As someone who outsources a lot and I believe I do so relatively successfully, there are a few issues here.
If this designer copied and pasted an existing design, swapped the header and said it took 5 hours, then thats an outright scam in any country, it doesnt mean third world labor is more likely to scam you, it can really happen in any country.
Having said that, you do have to treat overseas labor different than you would a westerner.
A good example is if you want a door installed over there. A westerner would install the door, have 2 hinges on the side and a handle. Its assumed that when you say "Door" you also want the hinges and the handle.
I have found in personal experience, mainly with Indian contractors, that you have to be super specific about what you want. I want a door, of this size, over there, with 2 hinges, opening in this direction, with a handle located there.
I think it may be a cultural thing or perhaps since they are working for so little they do the absolute minimum, Im not sure.
With overseas labor you have to control the project very tightly. Here are my tips:
See a portfolio of their work first, check out the code, see if its original. If its a outsourcing job site, check out their feedback.
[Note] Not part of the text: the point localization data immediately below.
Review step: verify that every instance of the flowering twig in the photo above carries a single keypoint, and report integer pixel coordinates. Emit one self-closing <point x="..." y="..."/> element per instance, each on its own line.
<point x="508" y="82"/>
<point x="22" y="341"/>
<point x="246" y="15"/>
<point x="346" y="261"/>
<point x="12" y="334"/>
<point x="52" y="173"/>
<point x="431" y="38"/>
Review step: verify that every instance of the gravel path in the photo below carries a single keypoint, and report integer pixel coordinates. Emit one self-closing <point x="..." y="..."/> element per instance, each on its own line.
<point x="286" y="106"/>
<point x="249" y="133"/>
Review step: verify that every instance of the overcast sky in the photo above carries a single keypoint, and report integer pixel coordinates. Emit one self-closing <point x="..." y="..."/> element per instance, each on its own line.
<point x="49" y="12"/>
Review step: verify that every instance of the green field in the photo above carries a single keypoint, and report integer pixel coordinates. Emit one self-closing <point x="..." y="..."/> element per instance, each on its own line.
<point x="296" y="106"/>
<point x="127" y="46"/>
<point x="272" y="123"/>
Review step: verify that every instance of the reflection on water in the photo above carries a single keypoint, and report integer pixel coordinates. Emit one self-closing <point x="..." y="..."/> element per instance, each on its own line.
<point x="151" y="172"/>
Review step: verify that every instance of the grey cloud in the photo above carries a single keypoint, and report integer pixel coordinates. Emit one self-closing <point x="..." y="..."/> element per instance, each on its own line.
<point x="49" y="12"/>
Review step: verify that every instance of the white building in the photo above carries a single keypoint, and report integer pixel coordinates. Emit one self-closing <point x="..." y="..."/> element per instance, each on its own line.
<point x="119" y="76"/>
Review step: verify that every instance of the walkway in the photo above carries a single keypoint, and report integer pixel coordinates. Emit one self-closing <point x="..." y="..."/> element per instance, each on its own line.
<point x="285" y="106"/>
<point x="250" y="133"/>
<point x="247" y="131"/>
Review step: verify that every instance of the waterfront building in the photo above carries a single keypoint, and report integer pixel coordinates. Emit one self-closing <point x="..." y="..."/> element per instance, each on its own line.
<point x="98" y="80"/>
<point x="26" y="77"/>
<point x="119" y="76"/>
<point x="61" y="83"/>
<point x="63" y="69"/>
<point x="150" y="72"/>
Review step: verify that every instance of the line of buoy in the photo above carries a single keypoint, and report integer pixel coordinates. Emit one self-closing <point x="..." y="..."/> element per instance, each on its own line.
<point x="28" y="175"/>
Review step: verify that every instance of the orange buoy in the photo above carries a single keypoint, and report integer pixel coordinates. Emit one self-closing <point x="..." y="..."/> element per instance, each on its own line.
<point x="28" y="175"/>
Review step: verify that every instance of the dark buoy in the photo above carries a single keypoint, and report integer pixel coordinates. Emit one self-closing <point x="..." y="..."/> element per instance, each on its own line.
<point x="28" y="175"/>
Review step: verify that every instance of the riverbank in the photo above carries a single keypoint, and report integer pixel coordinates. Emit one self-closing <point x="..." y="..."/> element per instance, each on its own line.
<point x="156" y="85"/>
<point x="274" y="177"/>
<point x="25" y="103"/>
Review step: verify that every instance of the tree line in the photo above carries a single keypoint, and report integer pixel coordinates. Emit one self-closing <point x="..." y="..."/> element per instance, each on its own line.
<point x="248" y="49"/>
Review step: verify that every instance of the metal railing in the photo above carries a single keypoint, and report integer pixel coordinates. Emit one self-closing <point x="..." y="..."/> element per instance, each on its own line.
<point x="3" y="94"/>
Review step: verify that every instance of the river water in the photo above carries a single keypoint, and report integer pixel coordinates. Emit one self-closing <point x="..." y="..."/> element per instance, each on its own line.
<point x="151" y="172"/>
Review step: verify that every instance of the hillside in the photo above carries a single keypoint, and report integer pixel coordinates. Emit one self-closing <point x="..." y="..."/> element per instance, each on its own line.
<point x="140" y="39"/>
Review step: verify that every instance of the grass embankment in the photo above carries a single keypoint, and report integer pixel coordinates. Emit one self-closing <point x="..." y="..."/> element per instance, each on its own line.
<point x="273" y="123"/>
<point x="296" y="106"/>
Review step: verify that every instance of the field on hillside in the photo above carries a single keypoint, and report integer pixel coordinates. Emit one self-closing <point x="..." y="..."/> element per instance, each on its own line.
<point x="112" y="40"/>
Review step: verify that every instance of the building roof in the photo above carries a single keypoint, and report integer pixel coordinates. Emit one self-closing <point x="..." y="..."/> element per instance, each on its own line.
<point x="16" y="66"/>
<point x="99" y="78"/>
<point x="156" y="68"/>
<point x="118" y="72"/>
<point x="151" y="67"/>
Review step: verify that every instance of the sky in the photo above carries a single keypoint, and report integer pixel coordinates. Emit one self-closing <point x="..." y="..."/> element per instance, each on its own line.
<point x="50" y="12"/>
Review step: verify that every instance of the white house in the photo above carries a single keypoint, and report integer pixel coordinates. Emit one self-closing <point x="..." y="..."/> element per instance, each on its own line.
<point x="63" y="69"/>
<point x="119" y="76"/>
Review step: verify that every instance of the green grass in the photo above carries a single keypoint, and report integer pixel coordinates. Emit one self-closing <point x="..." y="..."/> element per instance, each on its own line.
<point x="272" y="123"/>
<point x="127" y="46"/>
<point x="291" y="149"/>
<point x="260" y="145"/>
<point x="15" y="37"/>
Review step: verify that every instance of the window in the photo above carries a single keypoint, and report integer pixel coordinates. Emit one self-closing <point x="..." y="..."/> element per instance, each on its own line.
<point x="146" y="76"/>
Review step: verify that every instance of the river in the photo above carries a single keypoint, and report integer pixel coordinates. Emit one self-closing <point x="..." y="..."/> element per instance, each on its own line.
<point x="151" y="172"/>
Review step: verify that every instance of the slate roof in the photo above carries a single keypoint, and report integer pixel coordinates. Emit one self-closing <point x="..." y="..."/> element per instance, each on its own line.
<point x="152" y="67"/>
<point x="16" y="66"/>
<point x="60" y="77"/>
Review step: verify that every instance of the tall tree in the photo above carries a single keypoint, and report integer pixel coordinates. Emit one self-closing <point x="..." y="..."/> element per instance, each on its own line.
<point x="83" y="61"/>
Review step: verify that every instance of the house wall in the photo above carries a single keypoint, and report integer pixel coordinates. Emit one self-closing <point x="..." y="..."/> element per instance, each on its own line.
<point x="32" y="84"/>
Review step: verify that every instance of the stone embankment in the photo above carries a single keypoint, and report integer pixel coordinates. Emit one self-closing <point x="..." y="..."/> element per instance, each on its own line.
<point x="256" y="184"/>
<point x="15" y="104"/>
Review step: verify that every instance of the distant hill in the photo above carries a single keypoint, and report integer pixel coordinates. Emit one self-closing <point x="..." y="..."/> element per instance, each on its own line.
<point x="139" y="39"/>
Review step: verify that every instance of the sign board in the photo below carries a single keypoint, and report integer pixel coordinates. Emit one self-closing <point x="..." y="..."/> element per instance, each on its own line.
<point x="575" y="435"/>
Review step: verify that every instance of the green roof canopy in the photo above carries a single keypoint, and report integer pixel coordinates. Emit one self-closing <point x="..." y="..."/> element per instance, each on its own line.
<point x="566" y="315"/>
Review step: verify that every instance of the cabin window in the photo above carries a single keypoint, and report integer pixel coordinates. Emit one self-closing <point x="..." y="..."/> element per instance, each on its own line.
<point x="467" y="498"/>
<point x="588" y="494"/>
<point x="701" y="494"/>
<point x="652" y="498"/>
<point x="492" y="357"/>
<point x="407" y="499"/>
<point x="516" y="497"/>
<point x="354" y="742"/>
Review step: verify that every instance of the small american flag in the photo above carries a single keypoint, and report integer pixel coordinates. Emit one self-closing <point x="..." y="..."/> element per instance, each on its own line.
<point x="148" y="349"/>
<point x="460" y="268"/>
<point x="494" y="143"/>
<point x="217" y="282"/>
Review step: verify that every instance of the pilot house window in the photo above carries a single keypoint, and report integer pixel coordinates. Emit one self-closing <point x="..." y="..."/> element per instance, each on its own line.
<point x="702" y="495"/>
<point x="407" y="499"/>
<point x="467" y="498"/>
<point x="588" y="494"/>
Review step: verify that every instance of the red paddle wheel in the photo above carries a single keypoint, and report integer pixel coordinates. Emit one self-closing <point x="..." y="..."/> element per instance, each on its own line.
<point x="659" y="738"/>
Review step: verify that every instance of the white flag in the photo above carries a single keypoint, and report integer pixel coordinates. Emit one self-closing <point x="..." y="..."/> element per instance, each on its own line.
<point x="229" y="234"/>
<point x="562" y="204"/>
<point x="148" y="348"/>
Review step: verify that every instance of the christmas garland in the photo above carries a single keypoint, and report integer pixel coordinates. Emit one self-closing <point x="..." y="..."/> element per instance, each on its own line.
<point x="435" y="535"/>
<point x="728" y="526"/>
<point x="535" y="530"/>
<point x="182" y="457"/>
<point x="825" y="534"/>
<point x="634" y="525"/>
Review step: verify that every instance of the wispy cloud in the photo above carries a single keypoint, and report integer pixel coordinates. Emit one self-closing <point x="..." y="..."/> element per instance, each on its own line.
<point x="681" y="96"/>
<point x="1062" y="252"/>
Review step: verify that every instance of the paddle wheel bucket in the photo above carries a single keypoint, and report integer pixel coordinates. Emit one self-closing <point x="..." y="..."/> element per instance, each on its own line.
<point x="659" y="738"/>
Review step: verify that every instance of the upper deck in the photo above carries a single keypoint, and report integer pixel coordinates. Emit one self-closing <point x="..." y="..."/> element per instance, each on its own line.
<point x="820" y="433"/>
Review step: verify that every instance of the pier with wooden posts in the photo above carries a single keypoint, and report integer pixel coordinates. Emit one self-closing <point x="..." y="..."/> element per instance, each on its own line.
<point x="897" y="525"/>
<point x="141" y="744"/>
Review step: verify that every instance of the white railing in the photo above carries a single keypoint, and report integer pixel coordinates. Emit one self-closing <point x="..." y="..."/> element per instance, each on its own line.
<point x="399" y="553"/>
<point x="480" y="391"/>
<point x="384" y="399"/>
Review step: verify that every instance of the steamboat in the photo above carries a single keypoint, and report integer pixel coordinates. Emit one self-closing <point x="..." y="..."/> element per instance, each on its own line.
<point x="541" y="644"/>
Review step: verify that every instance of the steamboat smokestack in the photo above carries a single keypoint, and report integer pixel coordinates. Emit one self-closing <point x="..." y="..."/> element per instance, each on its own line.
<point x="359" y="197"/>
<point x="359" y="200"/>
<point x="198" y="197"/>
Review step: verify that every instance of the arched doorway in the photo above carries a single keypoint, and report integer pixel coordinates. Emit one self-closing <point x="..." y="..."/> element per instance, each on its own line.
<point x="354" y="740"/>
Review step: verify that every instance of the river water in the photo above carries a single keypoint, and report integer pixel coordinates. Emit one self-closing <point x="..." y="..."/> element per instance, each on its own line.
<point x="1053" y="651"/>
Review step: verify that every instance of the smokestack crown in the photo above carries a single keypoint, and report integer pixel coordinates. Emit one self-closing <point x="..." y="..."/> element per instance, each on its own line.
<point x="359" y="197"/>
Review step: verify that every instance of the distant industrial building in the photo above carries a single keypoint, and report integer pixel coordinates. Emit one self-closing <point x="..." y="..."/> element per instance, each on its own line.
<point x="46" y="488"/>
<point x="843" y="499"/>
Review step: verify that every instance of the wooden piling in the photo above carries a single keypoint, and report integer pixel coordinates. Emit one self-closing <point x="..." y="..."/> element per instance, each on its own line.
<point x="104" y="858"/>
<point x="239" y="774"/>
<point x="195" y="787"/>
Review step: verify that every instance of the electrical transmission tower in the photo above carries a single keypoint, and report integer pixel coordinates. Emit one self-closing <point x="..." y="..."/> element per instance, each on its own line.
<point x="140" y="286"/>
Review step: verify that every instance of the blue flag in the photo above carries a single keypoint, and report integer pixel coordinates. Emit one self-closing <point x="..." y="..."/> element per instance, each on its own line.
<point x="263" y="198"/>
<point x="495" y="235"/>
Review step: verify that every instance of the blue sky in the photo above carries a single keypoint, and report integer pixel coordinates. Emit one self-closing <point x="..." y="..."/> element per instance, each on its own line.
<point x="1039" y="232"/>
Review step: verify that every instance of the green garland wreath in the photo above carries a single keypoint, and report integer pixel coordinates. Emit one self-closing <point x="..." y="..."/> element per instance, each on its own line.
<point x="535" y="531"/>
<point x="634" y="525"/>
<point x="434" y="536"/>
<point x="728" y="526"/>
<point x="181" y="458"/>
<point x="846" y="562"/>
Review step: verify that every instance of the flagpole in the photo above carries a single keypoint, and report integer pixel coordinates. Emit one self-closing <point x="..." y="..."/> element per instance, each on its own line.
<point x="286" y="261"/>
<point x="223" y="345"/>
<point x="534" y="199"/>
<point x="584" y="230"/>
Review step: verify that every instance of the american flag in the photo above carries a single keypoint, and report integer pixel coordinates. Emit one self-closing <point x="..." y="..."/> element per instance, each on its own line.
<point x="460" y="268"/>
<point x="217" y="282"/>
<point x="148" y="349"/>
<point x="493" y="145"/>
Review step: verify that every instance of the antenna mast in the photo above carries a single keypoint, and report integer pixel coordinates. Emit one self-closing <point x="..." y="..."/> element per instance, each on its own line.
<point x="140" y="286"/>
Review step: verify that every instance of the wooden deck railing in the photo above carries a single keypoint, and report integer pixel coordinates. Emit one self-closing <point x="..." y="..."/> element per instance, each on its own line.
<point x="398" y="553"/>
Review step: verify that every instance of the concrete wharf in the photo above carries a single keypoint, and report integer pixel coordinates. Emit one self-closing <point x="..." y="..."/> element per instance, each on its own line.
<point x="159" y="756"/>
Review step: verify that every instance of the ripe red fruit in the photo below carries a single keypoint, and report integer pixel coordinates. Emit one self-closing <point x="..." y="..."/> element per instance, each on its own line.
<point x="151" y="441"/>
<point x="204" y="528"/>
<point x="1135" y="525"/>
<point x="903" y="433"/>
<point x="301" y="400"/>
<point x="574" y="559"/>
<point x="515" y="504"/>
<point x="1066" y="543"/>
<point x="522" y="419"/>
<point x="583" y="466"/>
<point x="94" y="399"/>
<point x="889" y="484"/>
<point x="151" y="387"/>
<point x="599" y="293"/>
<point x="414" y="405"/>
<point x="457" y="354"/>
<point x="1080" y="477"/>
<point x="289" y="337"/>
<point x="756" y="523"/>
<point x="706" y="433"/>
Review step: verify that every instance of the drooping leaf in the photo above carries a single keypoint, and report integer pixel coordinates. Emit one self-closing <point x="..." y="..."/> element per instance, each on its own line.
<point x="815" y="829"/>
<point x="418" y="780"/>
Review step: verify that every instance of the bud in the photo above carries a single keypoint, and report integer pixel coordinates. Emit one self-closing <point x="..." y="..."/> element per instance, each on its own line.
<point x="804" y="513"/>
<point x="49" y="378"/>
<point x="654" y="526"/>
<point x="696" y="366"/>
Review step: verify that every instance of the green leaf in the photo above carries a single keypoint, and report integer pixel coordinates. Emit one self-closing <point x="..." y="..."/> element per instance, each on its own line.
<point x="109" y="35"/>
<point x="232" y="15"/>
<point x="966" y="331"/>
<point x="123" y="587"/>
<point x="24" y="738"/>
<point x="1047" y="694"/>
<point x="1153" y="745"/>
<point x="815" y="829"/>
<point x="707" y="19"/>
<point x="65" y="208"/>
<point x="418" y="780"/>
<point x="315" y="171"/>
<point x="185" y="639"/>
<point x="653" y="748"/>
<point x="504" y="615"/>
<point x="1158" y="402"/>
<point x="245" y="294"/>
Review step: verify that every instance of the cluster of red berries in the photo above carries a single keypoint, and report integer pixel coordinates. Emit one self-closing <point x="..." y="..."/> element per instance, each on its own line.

If its a larger project, give them a small test task that requires the skill that the big project needs that will take no more than an hour. Observe their skill/speed/responsiveness/quality. If they are crap, you are only out a few bucks rather than finding out months into a big project. I have found that many overseas contractors on the outsourcing sites will snap up any work they can without actually having the time or skill to pull it off. The test tasks filter out these people.
In the project brief, be stupidly specific (as in our door example) and be sure to add in lines like "All work needs to be original". While you would assume that all work would be original anyway, others dont seem to think that way. Thats why you have to really spell out the terms.
With the payment terms, work something out that limits the financial damage if they are bad. Ideally pay after you see work. If you have to pay something up front, try and keep it to a smaller percentage.
If its a large project, require daily/weekly updates about the work that is being done (depending on whether they are solely working on your project or not). I dont bother with this on small projects, but on big ones I do. Set up milestones on when things must be complete.
Managing like this is the cost of cheap overseas labor, if you can do it well its great. If you find a great overseas contractor that has proven to be reliable in your past projects, then you can obviously loosen the reigns. If you dont want to do all this then stick to a westerner instead, but you will pay for it.